Operation Helvetic is the operational name for the British Armed Forces' residual operation in Northern Ireland from July 2007 to the present day.

== Background ==
It was the successor operation to Operation Banner after the end of The Troubles. It consists primarily of support from Ammunition technical officers for the Police Service of Northern Ireland against an ongoing threat of bomb attacks from republican and loyalist dissidents. The operation is also intended to provide military support to the PSNI in the event of serious public disorder or an environmental crisis.

At the start of the operation the total British army strength was approximately 5,000 soldiers in ten locations. By 2018, this had reduced to around 1,300 troops only for training purposes. Thus far two British soldiers have been killed by republican paramilitaries during the operation, both killed in the 2009 Massereene Barracks shooting.

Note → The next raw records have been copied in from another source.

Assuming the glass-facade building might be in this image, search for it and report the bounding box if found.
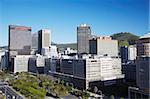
[77,24,91,54]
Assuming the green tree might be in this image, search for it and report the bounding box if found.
[119,41,129,47]
[53,84,69,97]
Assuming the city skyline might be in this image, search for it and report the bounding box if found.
[0,0,149,46]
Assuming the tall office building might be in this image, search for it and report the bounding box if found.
[77,24,91,54]
[89,36,118,57]
[8,25,32,60]
[136,33,150,94]
[38,29,51,56]
[129,33,150,99]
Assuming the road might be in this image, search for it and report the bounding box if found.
[0,82,24,99]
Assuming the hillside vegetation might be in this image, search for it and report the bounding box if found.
[54,32,139,49]
[111,32,139,47]
[56,43,77,50]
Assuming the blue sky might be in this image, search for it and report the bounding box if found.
[0,0,149,46]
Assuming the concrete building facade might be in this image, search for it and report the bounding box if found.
[28,55,50,74]
[136,33,150,94]
[128,33,150,99]
[32,33,38,50]
[28,56,57,74]
[128,45,137,61]
[120,46,128,63]
[0,50,5,67]
[120,45,137,63]
[89,36,118,57]
[60,55,124,89]
[0,51,9,70]
[11,55,32,73]
[122,63,136,83]
[50,45,58,58]
[8,25,32,58]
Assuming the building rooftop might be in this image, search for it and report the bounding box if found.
[38,29,51,33]
[9,25,31,31]
[96,36,112,40]
[80,24,87,27]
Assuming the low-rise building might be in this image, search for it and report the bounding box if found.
[128,45,137,61]
[50,45,58,58]
[120,45,137,63]
[0,50,5,67]
[11,55,32,73]
[59,55,124,89]
[28,55,57,74]
[128,87,149,99]
[1,51,9,70]
[64,47,77,55]
[28,55,50,74]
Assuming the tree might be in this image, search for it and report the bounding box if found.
[0,71,5,81]
[119,41,129,47]
[10,72,46,99]
[82,90,90,99]
[53,84,69,97]
[60,80,65,85]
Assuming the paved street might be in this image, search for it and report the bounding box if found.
[0,82,24,99]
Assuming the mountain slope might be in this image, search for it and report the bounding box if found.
[111,32,139,47]
[56,43,77,50]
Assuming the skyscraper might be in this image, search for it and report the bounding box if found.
[136,33,150,96]
[128,33,150,98]
[38,29,51,56]
[77,24,91,54]
[8,25,32,59]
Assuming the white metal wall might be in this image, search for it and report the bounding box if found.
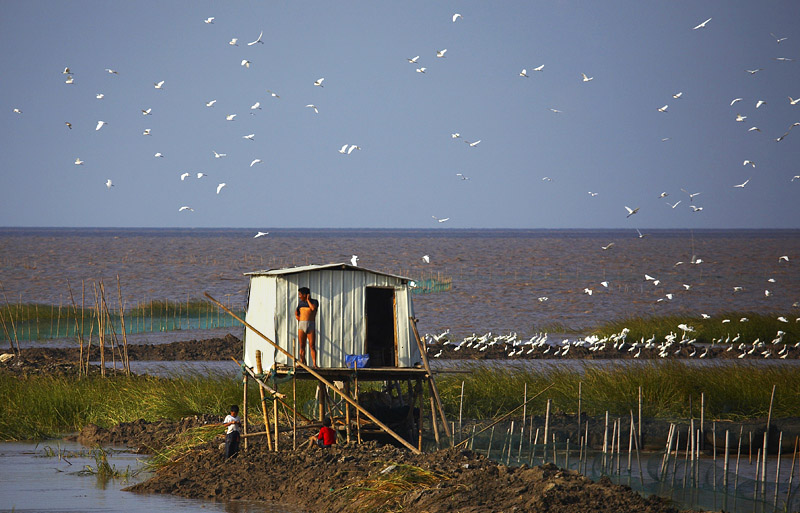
[243,268,421,369]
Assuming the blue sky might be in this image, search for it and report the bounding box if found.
[2,1,799,229]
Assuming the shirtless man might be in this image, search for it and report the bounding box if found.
[295,287,319,367]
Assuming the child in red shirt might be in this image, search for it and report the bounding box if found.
[317,416,336,448]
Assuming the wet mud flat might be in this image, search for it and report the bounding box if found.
[125,436,702,513]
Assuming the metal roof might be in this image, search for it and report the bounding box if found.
[244,262,411,282]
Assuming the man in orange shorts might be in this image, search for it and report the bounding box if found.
[295,287,319,367]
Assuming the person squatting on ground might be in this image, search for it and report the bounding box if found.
[317,416,337,448]
[223,405,241,458]
[295,286,319,367]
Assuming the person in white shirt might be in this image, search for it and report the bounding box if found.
[223,405,241,458]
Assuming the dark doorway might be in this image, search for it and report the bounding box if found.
[365,287,396,367]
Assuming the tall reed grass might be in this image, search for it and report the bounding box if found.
[436,361,800,421]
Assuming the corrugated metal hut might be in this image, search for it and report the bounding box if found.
[242,263,422,371]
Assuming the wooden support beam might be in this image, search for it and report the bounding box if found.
[255,351,273,451]
[410,317,452,443]
[206,292,421,455]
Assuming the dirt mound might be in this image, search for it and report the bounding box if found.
[0,334,241,376]
[128,439,702,513]
[68,415,222,453]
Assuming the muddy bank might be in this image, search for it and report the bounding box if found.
[127,437,703,513]
[0,334,241,376]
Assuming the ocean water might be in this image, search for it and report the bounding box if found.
[1,228,798,338]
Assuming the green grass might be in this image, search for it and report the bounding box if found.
[591,312,799,344]
[435,361,800,421]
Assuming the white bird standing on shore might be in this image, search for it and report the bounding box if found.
[351,255,358,266]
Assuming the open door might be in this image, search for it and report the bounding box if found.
[365,287,397,367]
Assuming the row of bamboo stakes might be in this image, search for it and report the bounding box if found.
[450,382,799,511]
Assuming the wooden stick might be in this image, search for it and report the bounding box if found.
[206,293,421,454]
[459,380,465,441]
[273,381,279,451]
[774,431,783,505]
[544,398,552,453]
[577,381,582,438]
[603,410,609,468]
[243,372,248,451]
[454,383,554,449]
[410,317,452,443]
[734,426,742,495]
[764,384,776,484]
[723,430,730,488]
[255,351,273,450]
[631,410,644,487]
[786,436,798,508]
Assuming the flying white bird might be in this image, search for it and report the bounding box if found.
[745,68,763,75]
[141,108,152,115]
[735,114,747,122]
[690,205,704,212]
[338,144,348,154]
[549,108,562,113]
[229,38,238,46]
[756,100,766,108]
[267,90,280,98]
[197,173,207,179]
[105,179,114,189]
[743,160,755,167]
[659,192,669,198]
[154,152,163,158]
[250,159,262,167]
[422,255,430,263]
[432,216,450,223]
[241,59,251,68]
[588,191,598,196]
[314,78,324,87]
[74,158,84,165]
[681,188,701,201]
[624,206,639,218]
[105,68,118,74]
[347,145,360,154]
[247,31,264,46]
[226,114,236,121]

In 2016, ATOs serving as part of Operation Helvetic dealt with terrorist bomb alerts roughly once a week. Of these 49% were classified as "serious threats". The lack of a General Service Medal for ATOs serving as part of Operation Helvetic was the subject of controversy in 2017 following the rejection by the cabinet office of a request for the award of the GSM to ATOs from Andrew Rowe, Northern Ireland's most senior army officer.

In 2018, the operation was the subject of a freedom of information request brought by the Committee on the Administration of Justice, which was seeking the disclosure of the terms of reference for Operation Helvetic. The request was opposed by the UK ministry of defence on grounds of operational secrecy. Though the Information Commissioner's Office found against the MoD, the MoD plans to appeal the decision.

The cost of Operation Helvetic was approximately £1 billion a year in 2019. By 2019, increasing numbers of specialist troops were being deployed as part of the operation due to an uptick in the activity of Republican dissidents.